HLA and blood transfusion Volume 6, issue 5, Septembre - Octobre 2000

Figures

See all figures

Author
Laboratoire d'immunologie, institut de biologie, centre hospitalier universitaire de Nantes, 9, quai Moncousu, 44035 Nantes cedex 01.

The HLA System is implicated in blood transfusion in several ways. As a highly polymorphic and immunogenic system, HLA is frequently involved in post-transfusionnal reactions, such as non hemolytic febrile reactions or transfusion related acute lung injury. HLA antibodies are not the only cause of these syndroms but they must be looked for in recipients and donors of suspected blood products. Leukocyte depletion or UV-B irradiation of cellular blood products are able to prevent both these reactions and the primary but not the secondary HLA alloimmunization. Anti-HLA immunization may also be involved in states of refractoriness to platelet transfusion. An appropriated selection of HLA compatible platelets can help restoring a convenient post-transfusion platelet recovery. As the major histocompatibility system, the HLA molecules could play a role in the favourable effect of blood transfusions given prior kidney transplantation, but the exact mechanism remains unknown.
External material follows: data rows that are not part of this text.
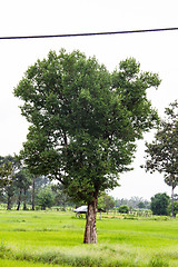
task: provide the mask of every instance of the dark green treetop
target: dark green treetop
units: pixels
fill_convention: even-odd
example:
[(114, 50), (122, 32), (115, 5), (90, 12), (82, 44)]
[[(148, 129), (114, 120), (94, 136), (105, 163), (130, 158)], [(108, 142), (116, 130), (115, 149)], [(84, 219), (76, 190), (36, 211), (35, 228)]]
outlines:
[(159, 83), (132, 58), (110, 73), (80, 51), (50, 51), (14, 89), (30, 122), (21, 151), (28, 168), (58, 179), (72, 198), (87, 202), (112, 189), (118, 172), (130, 169), (136, 140), (158, 121), (147, 89)]

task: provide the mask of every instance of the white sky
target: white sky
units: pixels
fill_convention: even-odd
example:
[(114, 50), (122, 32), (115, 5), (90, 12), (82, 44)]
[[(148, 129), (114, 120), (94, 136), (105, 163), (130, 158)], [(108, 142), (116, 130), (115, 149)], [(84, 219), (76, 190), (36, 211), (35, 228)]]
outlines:
[[(178, 27), (177, 10), (177, 0), (6, 0), (0, 1), (0, 37), (175, 28)], [(149, 98), (160, 116), (165, 107), (178, 98), (178, 31), (0, 40), (1, 156), (18, 154), (28, 132), (13, 88), (38, 58), (61, 48), (95, 55), (109, 70), (120, 60), (134, 57), (142, 70), (159, 73), (162, 82), (157, 91), (150, 90)], [(147, 134), (145, 140), (151, 141), (151, 138), (152, 135)], [(138, 142), (135, 170), (120, 176), (121, 187), (110, 192), (113, 197), (149, 199), (157, 192), (170, 195), (162, 175), (140, 169), (145, 162), (144, 142)]]

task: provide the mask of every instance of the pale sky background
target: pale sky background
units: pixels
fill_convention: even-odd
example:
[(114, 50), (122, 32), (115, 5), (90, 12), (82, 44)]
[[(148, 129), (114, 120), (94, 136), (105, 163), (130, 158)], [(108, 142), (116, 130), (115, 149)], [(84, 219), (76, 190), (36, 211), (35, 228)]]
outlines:
[[(177, 0), (6, 0), (0, 1), (0, 37), (122, 31), (178, 27)], [(178, 31), (98, 37), (0, 40), (0, 155), (18, 154), (26, 141), (28, 125), (20, 115), (13, 88), (29, 66), (46, 58), (49, 50), (68, 52), (79, 49), (112, 71), (128, 57), (140, 62), (141, 70), (159, 73), (159, 89), (148, 92), (152, 106), (164, 116), (178, 98)], [(135, 170), (120, 176), (121, 187), (110, 192), (115, 198), (132, 196), (150, 199), (167, 192), (164, 175), (146, 174), (145, 141), (138, 142)], [(176, 190), (175, 192), (178, 192)]]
Non-leucodepleted transfused blood actually brings all cells able to elicit an allogenic immune response, usually involved in graft rejection. Immunogenetic conditions and mechanisms leading from this usual reactive state to an attenuated allo-immune response are far from being fully understood. In contrast the occurrence of a graft versus host disease in an immunocompetent recipient is a rare side effect of blood transfusion; it illustrates the deleterious effect of lacking HLA histoincompatibility between a donor and a recipient. In most cases this GVH reaction is due to the injection of blood from a homozygous donor for an HLA haplotype into an heterozygous recipient. As molecules involved in peptide presentation to T lymphocytes, HLA class II molecules play a role in the capacity to develop certain platelet alloantibodies reponsible for neonatal allo-immune thrombocytopenias or post-transfusion purpuras. The strongest association was established between anti-HPA-1a antibodies and HLA-DRB3*0101. In this case the ability of this HLA molecule to combined with the HPA-1a derived peptide rely upon the presence in this peptide of a leucine which is substituted by a proline in the HPA-1b allele. Thus HPA-1b homozygous people who are HLA-DRB3*0101 are at risk to develop anti-HPA-1a alloimmunization.